Minister for Defence Industries Martin Hamilton-Smith said the project had the potential to create about 120 new and 400 indirect jobs.
“This project would provide significant economic benefits to the state,” Mr Hamilton-Smith said.
“It is expected more than $300 million would be injected into the South Australian economy during the seven-year acquisition phase.
Global engineering and construction company Kellogg Brown & Root and South East Asia’s premier commercial and naval shipbuilder Singapore Technologies Marine have partnered with Port Adelaide shipbuilder Adelaide Ship Construction International to bid for the project.

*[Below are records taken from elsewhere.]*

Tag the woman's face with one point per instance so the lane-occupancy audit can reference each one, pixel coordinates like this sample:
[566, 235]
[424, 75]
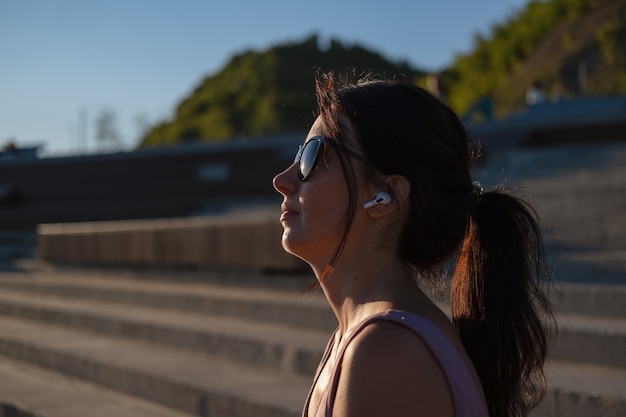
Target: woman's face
[314, 210]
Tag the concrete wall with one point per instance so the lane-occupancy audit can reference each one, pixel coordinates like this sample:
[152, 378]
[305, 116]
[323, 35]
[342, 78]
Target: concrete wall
[249, 241]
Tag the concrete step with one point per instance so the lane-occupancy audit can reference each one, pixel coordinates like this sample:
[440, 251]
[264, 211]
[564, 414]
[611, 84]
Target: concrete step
[270, 328]
[29, 391]
[268, 345]
[191, 382]
[201, 385]
[592, 340]
[591, 300]
[582, 390]
[593, 268]
[246, 297]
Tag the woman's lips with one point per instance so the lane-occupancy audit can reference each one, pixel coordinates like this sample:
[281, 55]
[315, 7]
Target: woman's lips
[287, 213]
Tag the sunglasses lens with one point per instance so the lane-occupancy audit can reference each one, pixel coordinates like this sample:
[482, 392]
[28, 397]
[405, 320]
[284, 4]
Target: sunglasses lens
[309, 158]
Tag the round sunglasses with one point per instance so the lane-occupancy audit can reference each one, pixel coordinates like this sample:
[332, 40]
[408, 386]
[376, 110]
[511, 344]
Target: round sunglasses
[309, 153]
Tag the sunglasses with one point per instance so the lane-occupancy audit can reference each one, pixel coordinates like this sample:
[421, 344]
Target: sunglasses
[309, 153]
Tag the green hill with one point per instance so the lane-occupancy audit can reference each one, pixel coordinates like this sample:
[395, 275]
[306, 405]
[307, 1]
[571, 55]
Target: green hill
[262, 93]
[577, 45]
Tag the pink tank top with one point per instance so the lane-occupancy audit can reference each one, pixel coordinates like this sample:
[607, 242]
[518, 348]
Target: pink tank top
[465, 394]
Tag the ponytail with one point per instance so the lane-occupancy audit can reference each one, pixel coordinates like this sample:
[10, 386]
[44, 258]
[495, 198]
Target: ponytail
[498, 303]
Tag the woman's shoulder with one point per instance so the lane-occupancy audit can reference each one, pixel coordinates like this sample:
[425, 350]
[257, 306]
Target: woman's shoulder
[387, 370]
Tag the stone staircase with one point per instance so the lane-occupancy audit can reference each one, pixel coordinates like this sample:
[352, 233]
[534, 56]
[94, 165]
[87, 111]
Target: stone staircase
[118, 343]
[171, 342]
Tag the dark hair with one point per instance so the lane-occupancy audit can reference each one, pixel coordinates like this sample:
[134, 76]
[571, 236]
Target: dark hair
[497, 298]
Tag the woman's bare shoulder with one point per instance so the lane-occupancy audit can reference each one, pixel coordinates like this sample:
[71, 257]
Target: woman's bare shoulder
[388, 370]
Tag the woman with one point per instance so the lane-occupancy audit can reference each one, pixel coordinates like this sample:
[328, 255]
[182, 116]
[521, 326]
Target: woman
[380, 194]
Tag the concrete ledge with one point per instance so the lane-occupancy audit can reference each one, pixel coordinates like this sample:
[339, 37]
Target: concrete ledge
[242, 241]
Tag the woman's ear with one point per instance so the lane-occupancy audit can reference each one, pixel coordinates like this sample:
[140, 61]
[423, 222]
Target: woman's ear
[396, 191]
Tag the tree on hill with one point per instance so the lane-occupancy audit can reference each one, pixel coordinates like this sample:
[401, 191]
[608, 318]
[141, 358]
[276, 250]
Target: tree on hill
[262, 93]
[576, 45]
[560, 43]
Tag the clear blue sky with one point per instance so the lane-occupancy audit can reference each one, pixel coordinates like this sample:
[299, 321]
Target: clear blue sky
[139, 58]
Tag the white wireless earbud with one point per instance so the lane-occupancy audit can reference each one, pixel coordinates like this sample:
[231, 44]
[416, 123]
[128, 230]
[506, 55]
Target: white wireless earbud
[381, 198]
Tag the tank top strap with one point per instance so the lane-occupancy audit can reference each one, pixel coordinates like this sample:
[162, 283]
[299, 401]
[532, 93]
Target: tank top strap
[465, 393]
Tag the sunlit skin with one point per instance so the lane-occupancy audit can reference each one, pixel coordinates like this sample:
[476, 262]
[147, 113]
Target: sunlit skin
[387, 370]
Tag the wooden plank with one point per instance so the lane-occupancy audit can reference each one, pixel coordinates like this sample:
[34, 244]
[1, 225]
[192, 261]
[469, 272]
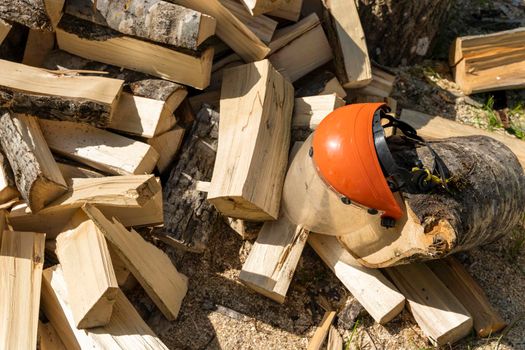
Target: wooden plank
[153, 20]
[126, 329]
[258, 7]
[8, 189]
[100, 149]
[489, 62]
[150, 265]
[300, 57]
[37, 176]
[88, 272]
[135, 200]
[441, 317]
[370, 287]
[230, 29]
[248, 182]
[167, 145]
[311, 110]
[487, 321]
[348, 42]
[5, 28]
[39, 44]
[261, 25]
[21, 263]
[48, 94]
[48, 338]
[35, 14]
[275, 254]
[290, 10]
[286, 35]
[321, 332]
[433, 127]
[127, 52]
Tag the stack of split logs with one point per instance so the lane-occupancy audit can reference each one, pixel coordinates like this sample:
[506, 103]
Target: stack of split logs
[105, 98]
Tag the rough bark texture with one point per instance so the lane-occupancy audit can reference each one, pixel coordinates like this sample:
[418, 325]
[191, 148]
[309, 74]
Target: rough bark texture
[155, 20]
[139, 84]
[188, 217]
[486, 197]
[56, 107]
[401, 31]
[31, 13]
[34, 185]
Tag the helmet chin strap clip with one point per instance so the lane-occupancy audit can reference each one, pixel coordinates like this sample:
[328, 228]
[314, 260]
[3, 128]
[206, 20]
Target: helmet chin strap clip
[418, 179]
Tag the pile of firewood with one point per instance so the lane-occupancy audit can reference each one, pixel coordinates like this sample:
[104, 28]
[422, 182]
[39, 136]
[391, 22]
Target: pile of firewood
[106, 98]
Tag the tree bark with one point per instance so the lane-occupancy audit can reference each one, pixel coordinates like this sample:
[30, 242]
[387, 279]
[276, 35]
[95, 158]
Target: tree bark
[188, 217]
[485, 200]
[154, 20]
[36, 174]
[401, 32]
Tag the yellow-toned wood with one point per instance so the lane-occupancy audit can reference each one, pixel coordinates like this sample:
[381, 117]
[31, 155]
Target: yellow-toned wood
[131, 53]
[254, 137]
[21, 263]
[126, 330]
[88, 272]
[100, 149]
[150, 265]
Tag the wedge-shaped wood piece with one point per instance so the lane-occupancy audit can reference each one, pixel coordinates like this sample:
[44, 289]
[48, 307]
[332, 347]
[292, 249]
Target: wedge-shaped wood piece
[230, 29]
[271, 263]
[48, 338]
[286, 35]
[35, 14]
[135, 200]
[145, 117]
[100, 149]
[254, 138]
[436, 127]
[300, 57]
[348, 42]
[39, 44]
[126, 329]
[37, 176]
[150, 265]
[8, 189]
[5, 28]
[167, 145]
[262, 26]
[21, 263]
[487, 321]
[442, 318]
[88, 271]
[50, 95]
[154, 20]
[290, 10]
[370, 287]
[489, 62]
[108, 46]
[311, 110]
[258, 7]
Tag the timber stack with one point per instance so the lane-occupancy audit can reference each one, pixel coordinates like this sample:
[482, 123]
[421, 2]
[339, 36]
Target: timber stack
[217, 97]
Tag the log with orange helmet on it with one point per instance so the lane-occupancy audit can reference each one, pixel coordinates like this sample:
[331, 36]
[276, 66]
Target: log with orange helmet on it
[344, 173]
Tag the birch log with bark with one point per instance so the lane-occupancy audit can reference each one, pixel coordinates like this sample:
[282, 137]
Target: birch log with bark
[485, 200]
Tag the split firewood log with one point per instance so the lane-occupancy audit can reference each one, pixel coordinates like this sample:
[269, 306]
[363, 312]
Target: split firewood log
[485, 200]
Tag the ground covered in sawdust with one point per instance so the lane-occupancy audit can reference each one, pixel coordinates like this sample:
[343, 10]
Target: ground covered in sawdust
[220, 313]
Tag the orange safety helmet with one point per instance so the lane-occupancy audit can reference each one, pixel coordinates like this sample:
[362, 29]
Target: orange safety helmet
[345, 156]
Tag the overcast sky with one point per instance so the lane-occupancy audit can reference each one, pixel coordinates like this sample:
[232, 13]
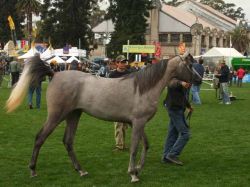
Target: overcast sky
[245, 4]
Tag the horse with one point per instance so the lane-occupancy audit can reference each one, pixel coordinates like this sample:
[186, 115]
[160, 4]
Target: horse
[132, 99]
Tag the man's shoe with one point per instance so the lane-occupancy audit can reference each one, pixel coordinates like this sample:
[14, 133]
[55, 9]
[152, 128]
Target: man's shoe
[174, 160]
[166, 161]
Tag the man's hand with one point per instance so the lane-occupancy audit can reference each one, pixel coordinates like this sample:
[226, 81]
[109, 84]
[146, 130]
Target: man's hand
[185, 84]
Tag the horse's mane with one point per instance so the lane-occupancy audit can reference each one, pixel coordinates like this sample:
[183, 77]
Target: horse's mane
[148, 77]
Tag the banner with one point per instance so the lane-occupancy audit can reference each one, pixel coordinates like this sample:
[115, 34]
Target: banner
[138, 48]
[11, 23]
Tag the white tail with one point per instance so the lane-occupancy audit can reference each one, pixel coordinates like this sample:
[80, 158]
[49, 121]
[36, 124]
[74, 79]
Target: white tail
[19, 92]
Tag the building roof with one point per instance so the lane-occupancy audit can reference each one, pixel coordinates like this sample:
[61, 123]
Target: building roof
[208, 14]
[184, 16]
[105, 26]
[215, 12]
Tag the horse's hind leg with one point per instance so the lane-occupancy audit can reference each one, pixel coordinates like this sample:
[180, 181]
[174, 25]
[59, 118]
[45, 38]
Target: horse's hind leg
[137, 132]
[72, 122]
[144, 151]
[41, 136]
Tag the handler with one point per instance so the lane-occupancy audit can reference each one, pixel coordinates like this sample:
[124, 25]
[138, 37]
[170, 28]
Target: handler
[178, 133]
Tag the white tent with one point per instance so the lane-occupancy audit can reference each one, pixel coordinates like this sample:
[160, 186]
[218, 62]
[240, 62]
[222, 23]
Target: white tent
[29, 54]
[222, 52]
[57, 59]
[71, 59]
[74, 51]
[215, 55]
[48, 53]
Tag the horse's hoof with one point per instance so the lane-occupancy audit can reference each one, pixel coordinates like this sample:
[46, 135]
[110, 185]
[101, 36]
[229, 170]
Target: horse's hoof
[134, 179]
[82, 174]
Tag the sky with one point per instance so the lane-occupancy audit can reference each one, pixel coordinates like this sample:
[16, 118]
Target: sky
[244, 4]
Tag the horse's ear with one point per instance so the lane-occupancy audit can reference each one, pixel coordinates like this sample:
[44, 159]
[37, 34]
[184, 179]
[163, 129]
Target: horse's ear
[184, 56]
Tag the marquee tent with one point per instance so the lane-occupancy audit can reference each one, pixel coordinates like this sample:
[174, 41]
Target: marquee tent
[48, 53]
[215, 55]
[29, 54]
[71, 59]
[222, 52]
[57, 59]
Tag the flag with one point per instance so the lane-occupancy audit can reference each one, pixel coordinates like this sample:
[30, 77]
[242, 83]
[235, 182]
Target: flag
[11, 23]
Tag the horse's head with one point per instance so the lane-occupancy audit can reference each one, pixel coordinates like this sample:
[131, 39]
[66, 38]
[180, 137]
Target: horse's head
[185, 69]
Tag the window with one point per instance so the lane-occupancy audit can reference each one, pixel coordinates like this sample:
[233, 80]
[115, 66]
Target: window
[175, 38]
[163, 38]
[187, 38]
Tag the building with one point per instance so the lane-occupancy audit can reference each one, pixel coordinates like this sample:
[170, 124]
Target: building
[199, 26]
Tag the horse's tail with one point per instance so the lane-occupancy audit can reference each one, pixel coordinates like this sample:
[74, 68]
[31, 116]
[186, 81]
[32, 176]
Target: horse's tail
[34, 71]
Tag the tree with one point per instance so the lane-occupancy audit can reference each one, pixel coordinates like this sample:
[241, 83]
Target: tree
[129, 18]
[227, 9]
[240, 40]
[29, 7]
[65, 22]
[7, 9]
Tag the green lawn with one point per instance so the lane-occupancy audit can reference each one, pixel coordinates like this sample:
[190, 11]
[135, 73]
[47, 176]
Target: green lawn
[218, 154]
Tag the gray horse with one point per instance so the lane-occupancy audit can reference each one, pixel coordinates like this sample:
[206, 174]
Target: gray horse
[131, 99]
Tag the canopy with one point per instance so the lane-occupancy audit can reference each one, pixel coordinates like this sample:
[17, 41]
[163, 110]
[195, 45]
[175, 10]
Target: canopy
[222, 52]
[48, 53]
[72, 59]
[57, 59]
[29, 54]
[72, 52]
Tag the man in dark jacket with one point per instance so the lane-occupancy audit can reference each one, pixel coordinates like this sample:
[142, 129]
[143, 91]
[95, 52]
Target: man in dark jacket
[178, 134]
[223, 80]
[196, 86]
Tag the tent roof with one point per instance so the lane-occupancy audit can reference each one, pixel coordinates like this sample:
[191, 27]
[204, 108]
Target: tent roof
[57, 59]
[222, 52]
[48, 53]
[29, 54]
[72, 52]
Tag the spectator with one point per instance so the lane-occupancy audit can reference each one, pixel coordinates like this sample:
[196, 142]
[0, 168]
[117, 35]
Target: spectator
[223, 80]
[196, 84]
[240, 74]
[178, 134]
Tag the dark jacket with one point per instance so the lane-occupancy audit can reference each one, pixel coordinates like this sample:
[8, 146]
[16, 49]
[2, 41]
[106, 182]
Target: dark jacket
[224, 71]
[200, 69]
[117, 74]
[176, 98]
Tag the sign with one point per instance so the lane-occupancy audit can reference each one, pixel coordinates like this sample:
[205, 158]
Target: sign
[11, 23]
[138, 49]
[157, 49]
[182, 48]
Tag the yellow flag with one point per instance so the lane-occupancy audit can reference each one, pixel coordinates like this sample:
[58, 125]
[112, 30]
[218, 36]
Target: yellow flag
[11, 23]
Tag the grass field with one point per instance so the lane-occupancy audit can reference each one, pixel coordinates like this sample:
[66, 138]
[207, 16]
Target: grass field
[218, 154]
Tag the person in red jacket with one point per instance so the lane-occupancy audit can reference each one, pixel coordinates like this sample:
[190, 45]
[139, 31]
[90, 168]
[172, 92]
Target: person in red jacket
[240, 74]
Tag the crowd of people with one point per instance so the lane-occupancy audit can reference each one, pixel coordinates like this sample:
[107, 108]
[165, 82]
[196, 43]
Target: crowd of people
[177, 100]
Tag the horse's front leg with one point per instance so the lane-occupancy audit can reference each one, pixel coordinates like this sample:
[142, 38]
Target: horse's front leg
[137, 131]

Mr Hamilton-Smith inspected the Adelaide Ship Construction International shipyard yesterday and congratulated them on being a successful recipient of $31,500 from the State Government’s Export Partnership Program.
The Federal Government requires up to 21 steel-hull replacement vessels for Australia’s Pacific neighbours. The project is worth about $600 million in addition to through-life sustainment and personnel costs estimated at $1.4 billion over 30 years.
“The project is a strategic bridge to retain shipbuilding skills as the Air Warfare Destroyer project nears completion and before the replacement frigate and submarine projects begin.
“The Pacific Patrol Boat project offers an opportunity to strengthen the state’s shipbuilding capability and re-skill workers from the automotive industry,” Mr Hamilton-Smith said.
“This is all part of building a national, sustainable shipbuilding industry based on a strategy of continuous construction, rather than the current stop-start, project by project approach.”
“The company has built more than 60 commercial steel-hulled vessels of a similar size and complexity as the required patrol boats during the past two decades. It has also undertaken fabrication work on the Air Warfare Destroyer project.
Mr Hamilton-Smith met with Singapore Technologies Marine in Singapore in June and said the company is committed to transferring its innovative shipbuilding methods and technologies.
“This transfer of technology will have long-lasting economic benefits for shipbuilding in South Australia,” Mr Hamilton-Smith said.